A 33-year-old fish monger who gave her name as Adik said she'd never heard of it.
Nearby, 54-year-old vendor Nhoung Sokkhim said she'd seen the Chinese during the field study in 2007, but knew little more.
“I saw the Chinese come with their machines, but I haven't seen any construction,” she said. “I only saw them bringing metallic devices further up near the pagoda. There was no explanation of what is going on. No one knows, not even the local authorities.”
Indeed, Sambor District Chief Heng Sotha told VOA Khmer all he knew about the proposal came from local people.
“I am unaware of the details of the plan,” he said. “There are no official documents informing me about this.”
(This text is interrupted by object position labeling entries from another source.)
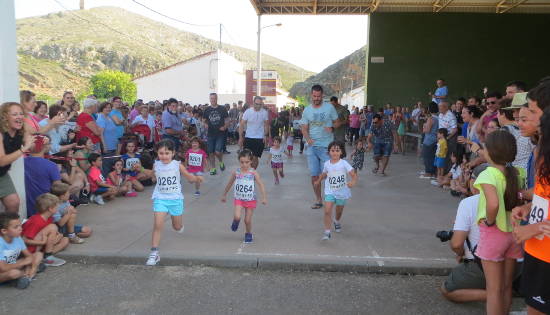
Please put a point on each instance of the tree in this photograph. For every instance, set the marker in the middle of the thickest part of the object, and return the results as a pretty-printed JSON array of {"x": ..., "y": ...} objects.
[{"x": 109, "y": 83}]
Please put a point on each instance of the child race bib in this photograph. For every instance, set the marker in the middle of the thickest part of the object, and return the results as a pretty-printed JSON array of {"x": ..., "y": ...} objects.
[
  {"x": 195, "y": 159},
  {"x": 336, "y": 180},
  {"x": 244, "y": 188},
  {"x": 539, "y": 211}
]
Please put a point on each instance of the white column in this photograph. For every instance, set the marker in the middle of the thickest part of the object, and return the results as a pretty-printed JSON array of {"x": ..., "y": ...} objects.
[{"x": 9, "y": 85}]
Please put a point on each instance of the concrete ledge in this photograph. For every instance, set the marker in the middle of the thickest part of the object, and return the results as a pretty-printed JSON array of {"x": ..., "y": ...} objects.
[{"x": 267, "y": 263}]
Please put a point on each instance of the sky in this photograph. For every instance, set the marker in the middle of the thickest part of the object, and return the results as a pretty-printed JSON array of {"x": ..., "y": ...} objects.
[{"x": 311, "y": 42}]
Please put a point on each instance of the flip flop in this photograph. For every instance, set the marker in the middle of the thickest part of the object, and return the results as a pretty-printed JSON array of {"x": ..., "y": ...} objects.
[{"x": 317, "y": 206}]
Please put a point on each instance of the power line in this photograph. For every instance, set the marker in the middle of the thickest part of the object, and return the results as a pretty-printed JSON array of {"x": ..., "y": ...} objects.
[{"x": 173, "y": 19}]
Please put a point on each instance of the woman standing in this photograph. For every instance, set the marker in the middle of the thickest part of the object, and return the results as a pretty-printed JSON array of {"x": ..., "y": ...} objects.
[{"x": 12, "y": 147}]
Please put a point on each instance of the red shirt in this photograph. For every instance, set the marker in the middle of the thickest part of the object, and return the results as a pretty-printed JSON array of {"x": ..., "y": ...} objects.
[
  {"x": 33, "y": 226},
  {"x": 81, "y": 121}
]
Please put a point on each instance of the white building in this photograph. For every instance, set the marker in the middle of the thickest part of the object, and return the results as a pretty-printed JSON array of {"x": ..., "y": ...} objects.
[{"x": 192, "y": 80}]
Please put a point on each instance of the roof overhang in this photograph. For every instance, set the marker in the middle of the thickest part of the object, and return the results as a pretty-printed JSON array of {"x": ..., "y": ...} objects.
[{"x": 359, "y": 7}]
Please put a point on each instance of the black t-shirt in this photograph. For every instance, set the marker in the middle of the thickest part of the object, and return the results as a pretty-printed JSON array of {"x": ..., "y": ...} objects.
[{"x": 215, "y": 117}]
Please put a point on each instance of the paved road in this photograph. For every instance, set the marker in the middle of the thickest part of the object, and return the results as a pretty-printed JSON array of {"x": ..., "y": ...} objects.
[
  {"x": 389, "y": 220},
  {"x": 110, "y": 289}
]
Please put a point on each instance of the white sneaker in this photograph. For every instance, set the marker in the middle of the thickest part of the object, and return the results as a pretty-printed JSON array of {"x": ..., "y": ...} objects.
[
  {"x": 153, "y": 259},
  {"x": 99, "y": 200}
]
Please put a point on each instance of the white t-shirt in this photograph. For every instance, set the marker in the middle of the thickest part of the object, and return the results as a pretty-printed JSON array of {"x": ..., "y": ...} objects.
[
  {"x": 337, "y": 179},
  {"x": 168, "y": 185},
  {"x": 466, "y": 221},
  {"x": 255, "y": 123}
]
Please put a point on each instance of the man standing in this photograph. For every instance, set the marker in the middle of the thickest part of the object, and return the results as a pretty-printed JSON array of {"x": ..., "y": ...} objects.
[
  {"x": 218, "y": 120},
  {"x": 317, "y": 122},
  {"x": 255, "y": 122},
  {"x": 341, "y": 123},
  {"x": 380, "y": 138}
]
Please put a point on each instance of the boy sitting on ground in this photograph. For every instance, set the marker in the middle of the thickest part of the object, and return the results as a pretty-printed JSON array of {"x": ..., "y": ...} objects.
[
  {"x": 98, "y": 185},
  {"x": 16, "y": 262},
  {"x": 40, "y": 234},
  {"x": 65, "y": 217}
]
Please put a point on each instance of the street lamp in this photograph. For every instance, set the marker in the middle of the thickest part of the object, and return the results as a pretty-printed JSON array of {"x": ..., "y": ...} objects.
[{"x": 259, "y": 55}]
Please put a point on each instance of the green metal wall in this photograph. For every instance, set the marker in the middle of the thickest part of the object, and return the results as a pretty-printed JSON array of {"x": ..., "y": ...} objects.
[{"x": 469, "y": 51}]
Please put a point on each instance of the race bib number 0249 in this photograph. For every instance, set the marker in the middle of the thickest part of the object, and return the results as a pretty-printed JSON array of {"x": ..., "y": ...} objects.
[{"x": 539, "y": 211}]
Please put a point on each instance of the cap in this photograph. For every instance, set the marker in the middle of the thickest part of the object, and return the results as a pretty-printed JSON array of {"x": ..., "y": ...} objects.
[
  {"x": 89, "y": 102},
  {"x": 518, "y": 101}
]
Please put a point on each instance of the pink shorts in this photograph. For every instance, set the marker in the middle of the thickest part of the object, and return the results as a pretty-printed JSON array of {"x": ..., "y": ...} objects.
[
  {"x": 495, "y": 245},
  {"x": 245, "y": 204}
]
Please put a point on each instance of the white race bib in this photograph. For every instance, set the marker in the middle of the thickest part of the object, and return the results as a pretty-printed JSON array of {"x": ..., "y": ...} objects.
[
  {"x": 539, "y": 211},
  {"x": 244, "y": 189},
  {"x": 168, "y": 182},
  {"x": 336, "y": 180},
  {"x": 195, "y": 159}
]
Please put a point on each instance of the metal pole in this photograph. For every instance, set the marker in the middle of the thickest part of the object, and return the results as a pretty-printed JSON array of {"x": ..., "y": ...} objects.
[{"x": 259, "y": 59}]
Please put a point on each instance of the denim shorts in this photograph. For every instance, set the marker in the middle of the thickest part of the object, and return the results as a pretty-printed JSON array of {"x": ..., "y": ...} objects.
[
  {"x": 173, "y": 206},
  {"x": 316, "y": 158},
  {"x": 383, "y": 149},
  {"x": 215, "y": 143}
]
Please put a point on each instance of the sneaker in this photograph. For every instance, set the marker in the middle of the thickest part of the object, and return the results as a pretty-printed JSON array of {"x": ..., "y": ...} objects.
[
  {"x": 23, "y": 282},
  {"x": 53, "y": 261},
  {"x": 75, "y": 240},
  {"x": 99, "y": 200},
  {"x": 153, "y": 259},
  {"x": 235, "y": 225}
]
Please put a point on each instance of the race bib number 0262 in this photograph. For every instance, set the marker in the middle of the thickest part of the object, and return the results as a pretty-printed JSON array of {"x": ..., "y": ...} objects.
[{"x": 539, "y": 211}]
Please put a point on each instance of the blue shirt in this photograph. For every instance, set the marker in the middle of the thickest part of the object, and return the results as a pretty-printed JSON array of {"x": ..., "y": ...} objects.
[
  {"x": 318, "y": 119},
  {"x": 119, "y": 128},
  {"x": 110, "y": 131},
  {"x": 9, "y": 252}
]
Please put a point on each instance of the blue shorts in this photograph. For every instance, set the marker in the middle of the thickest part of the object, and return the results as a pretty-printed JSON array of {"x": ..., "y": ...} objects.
[
  {"x": 338, "y": 202},
  {"x": 215, "y": 143},
  {"x": 316, "y": 158},
  {"x": 173, "y": 206},
  {"x": 383, "y": 149},
  {"x": 439, "y": 162}
]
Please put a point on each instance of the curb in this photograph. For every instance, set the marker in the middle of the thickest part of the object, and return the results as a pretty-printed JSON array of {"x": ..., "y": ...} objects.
[{"x": 268, "y": 264}]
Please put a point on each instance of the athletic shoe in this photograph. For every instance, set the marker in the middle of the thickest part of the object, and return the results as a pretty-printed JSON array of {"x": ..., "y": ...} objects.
[
  {"x": 53, "y": 261},
  {"x": 153, "y": 259},
  {"x": 235, "y": 225},
  {"x": 247, "y": 238},
  {"x": 23, "y": 282},
  {"x": 99, "y": 200}
]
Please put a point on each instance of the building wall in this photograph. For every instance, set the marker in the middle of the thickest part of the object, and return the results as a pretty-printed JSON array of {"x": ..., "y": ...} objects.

Ith Praing said there was no need to worry that people's input would not be part of the decision. The government plans to take the proposal's negative impacts very seriously, he said, adding that local authorities have in the past been invited to Phnom Penh to discuss the dam.
As proposed, according to a draft report of the Mekong River Commission, the Sambor hydrodam would flood 620 square kilometers, including 3,369 hectares of agricultural land and be operational by 2020.
For Sours Ve, the trade-off won't be worth it.
“These days, we no longer want electricity if it means having to relocate,” she said.
“It's possible for us to move, but what about the bones of our ancestors? They'll be flooded, and nothing will remain.”